Published in final edited form as: Nat Ecol Evol. 2017 Jul 21;1(8):1074–1083. doi: 10.1038/s41559-017-0229-0

Figure 2. Estimates of effect sizes and their impact on the power of differential methylation analysis.

Figure 2

(A) The maximum percent difference in mean DNA methylation levels between two sample groups (y-axis), for selected percentiles of sites (x-axis, ranked from smallest to largest percent difference) in reanalyzed data sets (Table 1) with binary predictor variables. Mean differences are based on raw values, without correction for covariates. We show the largest percentiles here because those effects are most likely to be detected and of interest. (B) Power to detect differentially methylated sites at a 5% FDR in simulated RRBS datasets (sample size is plotted on a log scale). The magnitude of the effect of interest on DNA methylation levels (x-axis) is represented as the proportion of variance explained. (C) In a small ant data set (n=8), site-by-site analyses are underpowered to detect differential methylation between reproductive phase (blue dots) versus brood care phase (yellow dots) individuals, but PCA separates samples by caste (t-test for PC 3, which explains 21.7% of the overall variance: p = 0.022).

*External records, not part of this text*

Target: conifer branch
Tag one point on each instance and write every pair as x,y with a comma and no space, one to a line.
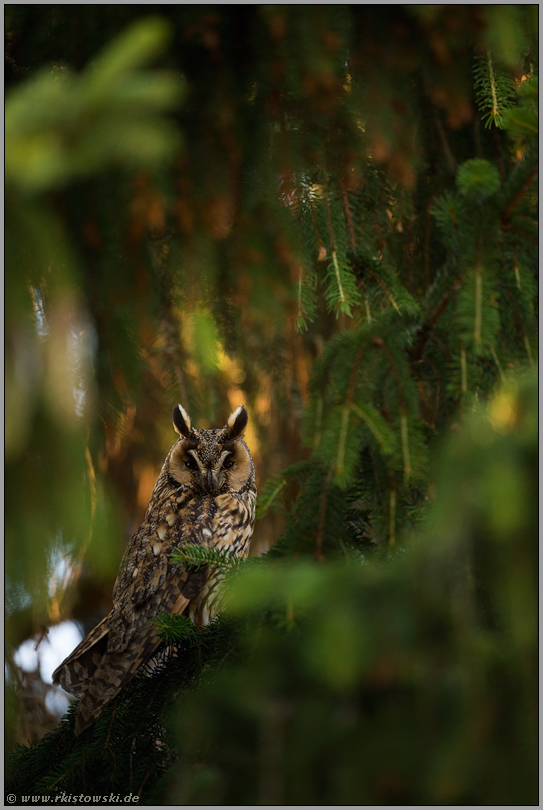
464,370
352,234
478,304
330,225
384,289
392,515
405,444
338,277
506,214
322,515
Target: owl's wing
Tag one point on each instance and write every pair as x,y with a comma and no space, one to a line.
148,582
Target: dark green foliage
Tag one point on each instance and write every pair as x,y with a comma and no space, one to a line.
331,215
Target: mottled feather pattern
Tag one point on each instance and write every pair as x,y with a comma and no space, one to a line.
205,494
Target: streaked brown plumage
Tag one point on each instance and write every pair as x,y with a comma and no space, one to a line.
205,494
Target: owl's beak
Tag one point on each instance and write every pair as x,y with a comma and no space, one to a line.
210,480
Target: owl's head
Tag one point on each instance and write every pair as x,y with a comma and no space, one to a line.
211,460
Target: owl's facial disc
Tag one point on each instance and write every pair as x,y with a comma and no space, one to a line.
211,477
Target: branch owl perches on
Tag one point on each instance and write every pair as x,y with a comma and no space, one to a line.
205,495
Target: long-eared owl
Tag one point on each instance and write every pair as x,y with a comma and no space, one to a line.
205,494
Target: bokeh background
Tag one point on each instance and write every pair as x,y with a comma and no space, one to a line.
327,213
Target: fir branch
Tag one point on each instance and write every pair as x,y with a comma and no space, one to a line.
392,513
370,421
494,90
338,277
405,444
478,304
506,214
340,459
200,556
350,225
322,515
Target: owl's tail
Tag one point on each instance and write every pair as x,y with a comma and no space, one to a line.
78,668
113,672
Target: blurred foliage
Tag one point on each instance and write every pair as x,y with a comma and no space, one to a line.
327,213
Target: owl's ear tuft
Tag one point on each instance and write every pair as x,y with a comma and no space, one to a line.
237,422
181,421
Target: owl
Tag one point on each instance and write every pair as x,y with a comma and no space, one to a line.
205,494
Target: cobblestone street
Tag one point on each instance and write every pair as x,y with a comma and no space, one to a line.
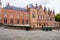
12,34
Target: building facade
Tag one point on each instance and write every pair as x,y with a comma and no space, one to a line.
34,17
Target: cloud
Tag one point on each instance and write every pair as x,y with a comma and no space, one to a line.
52,4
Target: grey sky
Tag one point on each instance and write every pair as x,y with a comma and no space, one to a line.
52,4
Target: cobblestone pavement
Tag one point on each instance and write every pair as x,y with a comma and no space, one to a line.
11,34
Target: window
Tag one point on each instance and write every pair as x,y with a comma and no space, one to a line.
18,16
0,18
22,21
11,15
5,14
33,25
17,21
40,17
33,14
11,21
26,21
27,16
5,20
22,16
0,12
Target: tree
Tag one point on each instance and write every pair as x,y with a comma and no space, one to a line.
57,17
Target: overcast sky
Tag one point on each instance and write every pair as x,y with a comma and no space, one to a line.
52,4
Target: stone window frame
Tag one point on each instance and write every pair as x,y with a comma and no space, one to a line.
5,20
5,14
27,21
18,15
18,21
11,15
33,14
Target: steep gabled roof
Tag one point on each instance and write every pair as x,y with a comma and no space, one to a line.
14,8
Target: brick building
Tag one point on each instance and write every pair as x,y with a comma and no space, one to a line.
34,17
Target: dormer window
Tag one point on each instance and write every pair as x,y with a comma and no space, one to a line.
33,14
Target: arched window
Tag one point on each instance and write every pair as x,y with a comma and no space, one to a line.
22,21
5,20
33,14
11,21
11,15
17,21
5,14
27,22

In 1000 permutations, only 8.8% of permutations separate as cleanly on any of the first five PCs, suggesting that the original analysis was power-limited. Whiskers on boxplots represent the values for the third and first quartiles, plus or minus 1.5× the interquartile range, respectively. (D) The sample size and mean read depth combinations required to achieve 25% power (i.e., detect 25% true positives) in simulated RRBS datasets, for 3 different effect sizes. Increases in read depth do not affect power beyond ~20× coverage, and sample size or effect size increases always increase power more (Supplementary Figure 5).